For those of you who own/owned PCPs, which .22 or .25 rifles would be the quietest? I understand that the pellet impact will still be loud.
Thanks,
George
Only data I've found has been from Straight Shooters, and its all about springers:
http://www.straightshooters.com/decibel ... rguns.html
Looks like your RWS is ranked in the low 80's dB range.
Really is hard to judge sound. Not just the loudness, but the sharpness/unusualness of the sound in a suburban environment. Guess one every day example is if you are talking to someone (conversation...about 60-65db) and one of you farts. Not as loud (usually), but EVERYONE notices. Meaning, if your neighbors are listening for it or it contrasts with background noise, they will notice it even if it seems quiet.
Have done a little home research. Typical suburban day-time background noise is about 40dB.
With PCPs, slower settings that use less air per shot are quieter.

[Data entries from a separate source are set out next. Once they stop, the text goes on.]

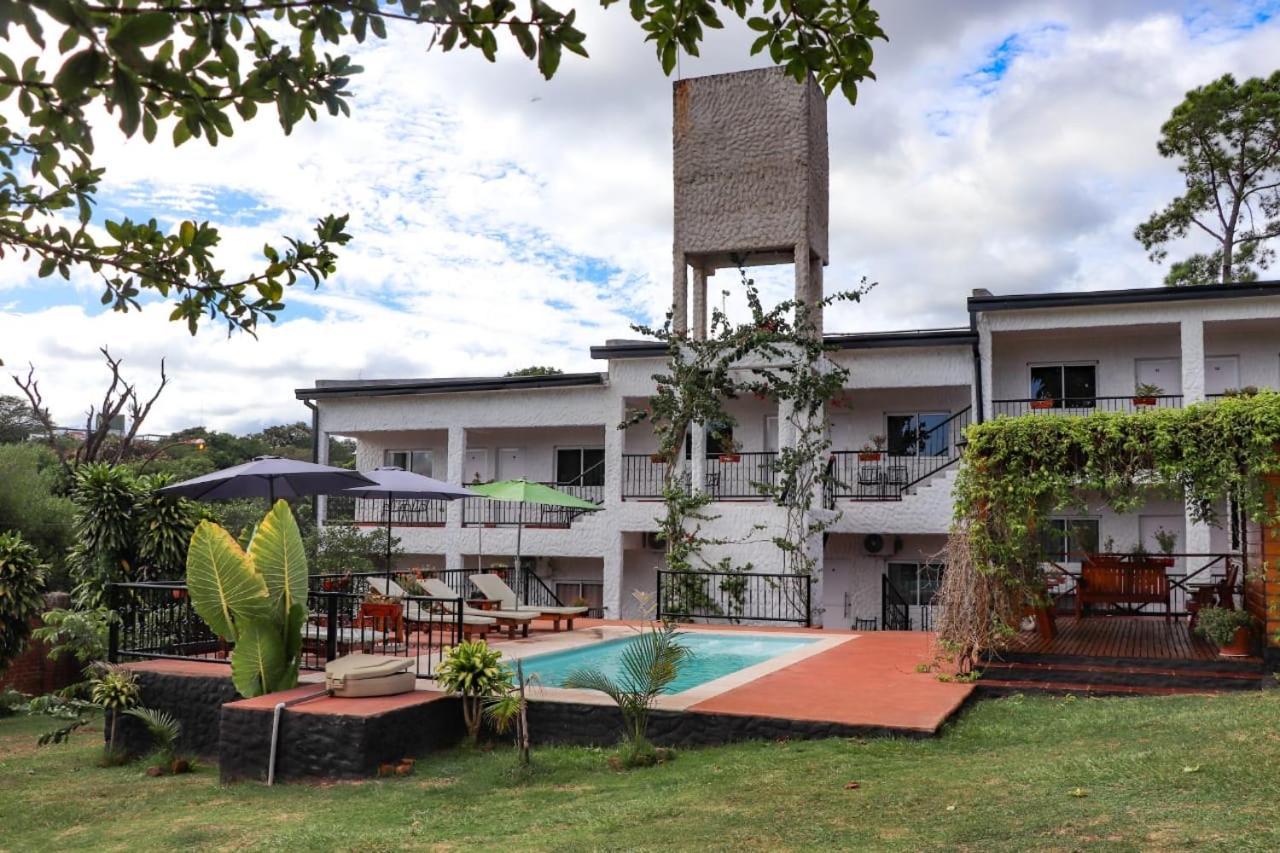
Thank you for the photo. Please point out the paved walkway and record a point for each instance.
(867, 682)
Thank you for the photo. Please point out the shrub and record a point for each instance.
(255, 597)
(650, 664)
(22, 579)
(475, 671)
(1219, 624)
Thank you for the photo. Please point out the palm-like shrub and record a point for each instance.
(164, 729)
(255, 597)
(650, 664)
(115, 690)
(476, 673)
(22, 578)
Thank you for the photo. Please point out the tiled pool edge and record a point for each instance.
(677, 701)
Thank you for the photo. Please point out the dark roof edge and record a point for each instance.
(854, 341)
(1083, 299)
(400, 388)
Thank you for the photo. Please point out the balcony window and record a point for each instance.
(918, 582)
(917, 433)
(1069, 539)
(580, 465)
(417, 461)
(1072, 386)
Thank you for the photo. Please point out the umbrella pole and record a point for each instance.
(388, 502)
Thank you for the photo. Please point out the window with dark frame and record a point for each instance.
(1068, 386)
(580, 465)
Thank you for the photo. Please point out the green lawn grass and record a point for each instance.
(1010, 774)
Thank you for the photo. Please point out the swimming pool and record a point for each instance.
(713, 656)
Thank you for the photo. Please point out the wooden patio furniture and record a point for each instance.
(1114, 580)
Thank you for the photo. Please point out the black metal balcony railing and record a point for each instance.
(156, 620)
(1083, 405)
(496, 514)
(735, 597)
(741, 475)
(881, 475)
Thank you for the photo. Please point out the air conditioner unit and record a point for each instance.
(653, 542)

Good shroud systems can keep things in the middle 60 dB with 15-20foot pounds at 20 feet.
Very very good systems can get it down ito the high 50's low 60's.
A 20 dB increase is usually seen as about 4x LOUDER.
A 5 dB increase is usally seen as noticable.
While I do not have one to test, does seem like for the $, an M-Rod tuned to about the same energy as your RWS (lets call it 20 foot pounds) would be noticably quieter.
(OF course, if you go PCP, will have to figure a way to fill it...and that adds to the cost...but can consider that fill system to be useable on another PCP...which tends to get us to buy a second.)